Kann man im niederösterreichischen Winter in einem Kaltluftsee baden oder Eisblumen pflücken? Hat Dirndlschnaps & Co wirklich eine wärmende Wirkung und halten Winzer:innen tatsächlich Winterruhe? Wir gehen den gängigsten Mythen rund um die kalte Jahreszeit auf den Grund und zeigen, welche Legenden einen wahren Kern haben und welchen man getrost die „kalte“ Schulter zeigen kann. Hier kommt unser Faktencheck.

# MYTHOS 1: Winzer:innen haben den ganzen Winter über keine Arbeit! (stimmt nicht)

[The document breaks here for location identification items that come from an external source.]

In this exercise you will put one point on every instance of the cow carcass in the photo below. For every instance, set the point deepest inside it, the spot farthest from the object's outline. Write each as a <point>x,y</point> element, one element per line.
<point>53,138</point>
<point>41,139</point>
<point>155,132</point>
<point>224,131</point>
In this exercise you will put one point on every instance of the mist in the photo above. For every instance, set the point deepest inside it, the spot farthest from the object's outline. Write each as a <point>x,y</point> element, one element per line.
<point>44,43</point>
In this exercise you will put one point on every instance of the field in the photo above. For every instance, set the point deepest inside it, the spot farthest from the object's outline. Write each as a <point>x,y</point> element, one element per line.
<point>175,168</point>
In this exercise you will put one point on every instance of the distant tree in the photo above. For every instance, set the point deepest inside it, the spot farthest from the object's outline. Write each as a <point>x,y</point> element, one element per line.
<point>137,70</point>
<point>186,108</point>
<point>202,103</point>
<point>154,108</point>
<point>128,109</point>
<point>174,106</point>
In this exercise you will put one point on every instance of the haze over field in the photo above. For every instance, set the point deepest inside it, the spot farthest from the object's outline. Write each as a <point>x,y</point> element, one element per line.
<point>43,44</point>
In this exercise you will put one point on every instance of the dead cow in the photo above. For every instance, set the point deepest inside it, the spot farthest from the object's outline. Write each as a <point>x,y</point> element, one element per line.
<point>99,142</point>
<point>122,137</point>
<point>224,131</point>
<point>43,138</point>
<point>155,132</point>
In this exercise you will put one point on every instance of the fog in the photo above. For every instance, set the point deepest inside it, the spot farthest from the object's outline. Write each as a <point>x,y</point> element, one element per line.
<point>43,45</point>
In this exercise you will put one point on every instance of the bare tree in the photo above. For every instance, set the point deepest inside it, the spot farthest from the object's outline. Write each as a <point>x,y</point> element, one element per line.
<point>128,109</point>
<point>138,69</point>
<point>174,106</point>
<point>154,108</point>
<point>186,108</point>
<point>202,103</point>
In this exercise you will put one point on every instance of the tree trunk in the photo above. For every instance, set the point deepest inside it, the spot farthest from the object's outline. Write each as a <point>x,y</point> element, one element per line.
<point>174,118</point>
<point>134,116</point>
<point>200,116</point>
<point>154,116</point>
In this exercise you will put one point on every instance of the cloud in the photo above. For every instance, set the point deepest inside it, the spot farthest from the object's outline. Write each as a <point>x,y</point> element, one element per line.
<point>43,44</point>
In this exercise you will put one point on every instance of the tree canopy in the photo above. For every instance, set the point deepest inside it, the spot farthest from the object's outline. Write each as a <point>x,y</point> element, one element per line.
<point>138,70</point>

Wie wäre das Leben schön – ein Winter wie im Paradies. Nach der Lese schnell den Wein im Keller verarbeiten und Füße hoch bis zur Weinblüte im Frühjahr. Hie und da ein paar exzellente Glaserl Wein aus dem besten Fass des Kellers degustieren... Tja, leider weit gefehlt. Ganz im Gegenteil! Wenn im größten Qualitätsweinbaugebiet Österreichs die kalte Jahreszeit einkehrt, beginnen die Reben ihren Saft im Holz zu reduzieren und fallen wie Dornröschen in einen tiefen Schlaf: die Winterruhe beginnt. Doch bei genauerem Hinsehen ist so einiges los zwischen der Wachau im Westen und Carnuntum im Osten. Um den Jahreswechsel beginnen Winzer:innen und Weinbauer:innen die Rebstöcke von ihren „Altlasten“ des Vorjahres zu befreien. So werden in mühsamer Handarbeit bei Schnee und Kälte Stock für Stock und Trieb für Trieb bearbeitet und abgezwickt. Die „Augen“ (Knospen am Kopf des Rebstockes), die dem Rebstock durch übermäßigen Austrieb Energie rauben würden, werden ebenfalls entfernt. Beim sanften Rebschnitt wird besonders darauf geachtet, den Weinstock nicht zu sehr zu verletzen, um ihn stabiler zu machen, das Eindringen von Pilzen bestmöglich zu verhindern und den Saftfluss nicht zu unterbrechen. Diese kraftintensive und vorausschauende Arbeit ist eine der wichtigsten überhaupt im winterlichen Weingarten, um so schon vorab den Ertrag des Rebstockes zu regulieren und zu stärken. Im Herbst können dadurch erneut gesunde Trauben für hochqualitative Weine geerntet werden.

 

# MYTHOS 2: Eisblumen am Fenster sind die einzigen Blüher im Winter! (stimmt nicht)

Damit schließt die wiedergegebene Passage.